06 March 2006 | San Francisco
I went for a beautiful sunset sail the other day. The wind was 18-20 when I got out about 3pm. Sierra (my Golden) and I set out for Angel Island. The conditions were perfect for the flash. At 5:30 we were near Alcatraz and the sun was perfectly framed by the Golden Gate Bridge. As the sun lowered in the sky it hit the horizen and in the final seconds a huge green flash was emitted. It was breathtaking!. I let out a huge cheer and great feeling of joy filled my body. Sunsets are cool but green flashes are awesome.
Some folks don't believe they happen, but folks I am here to tell you they are real. That was the third one I have seen. I have even read that it can happen at sunrise. Here is the explanation:
What is the Green Flash?
Like the name says, it is a flash of green seen at the beginning of sunrise and at the end of sunset, just above the disk of the setting sun. It usually appears in a clear sky. The flash can also be blue, yellow, green or violet. Green, however, is the most common.
What Causes the Green Flash Effect?
The green flash has much in common with the ordinary, everyday red and orange sunsets. The same characteristics and conditions are shared by both. The setting sun doesn't just happen-behind the glowing colours, science is at work.
What the human eye sees during a sunset are bent light rays from a sun already down behind the horizon. The atmosphere is responsible for this bending. Therefore, what appears to be the tip of the sun sliding out of view is, in reality, an image created by these bent light rays.
A quirk of the atmosphere is that it scatters blue light more than any other colour of light. So, even though the blue light is "bent" the most, its scattering causes its colour to be diffused and spread across the sky. In this way, the warm glows of red and yellow remain to colour our sunsets, while the sky is blue.
During the average sunset, first the red vision of the sun vanishes and then the yellow, green, blue and violet. Blue and violet flashes are less common than green flashes because a haze in the air removes the violet and the blue, too, leaving the green flash as the last spurt of light visible on the "top" of the sun. If the air is very clear, a "violet flash" occurs.
Guidelines in Seeking the Green Flash
The following are guidelines to optimize the novice's chances of viewing a green flash.
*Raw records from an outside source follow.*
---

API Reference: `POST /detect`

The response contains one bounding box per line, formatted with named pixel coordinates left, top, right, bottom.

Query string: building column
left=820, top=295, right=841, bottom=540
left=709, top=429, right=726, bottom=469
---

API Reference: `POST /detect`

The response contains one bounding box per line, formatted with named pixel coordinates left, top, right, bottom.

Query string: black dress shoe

These are general guidelines only and, as always with natural phenomenon, no hard and fast rules apply.
For eye protection reasons, it is not safe to stare right into the bright sun (eyes can be injured), so try to only look at the sunset when it is directly on the horizon. If you're hoping to catch the green flash, have someone else let you know when the sun reaches this level.
Flat horizons are best, so the Lake Huron Shoreline lends itself to ideal viewing conditions. Pick a bench, bring a lawnchair or blanket or view the sunset from the comfort of your car. Tall buildings, mountaintops, airplanes and air balloons also make great vantage points but are in limited supply here!
Reasonably clear air is more conducive to green flash sightings than smoggy or murky air often hanging over a city. Again, the Lake Huron Shoreline is blessed with clean air and a clear horizon.
Make the Image Bigger:
The majority of green flashes is teeny and, to the beginner, would pass unnoticed. Using binoculars or a camera viewfinder with a long telephoto lens is advisable. But remember, if it hurts your eyes to look at the bright sun, don't! Wait until the sun drops lower onto the horizon.
Green flashes usually occur when the water temperature is warmer than the air, so during the summer months is not necessarily the best viewing time on Lake Huron. Flashes are dependent on the weather, latitude and season. Good conditions are often created the day after a cold front passes through.
Hang around and watch the horizon for a bit after the sun sets. You may be rewarded by seeing the sun reappear and give a green flash or you may witness a "Green Ray" display.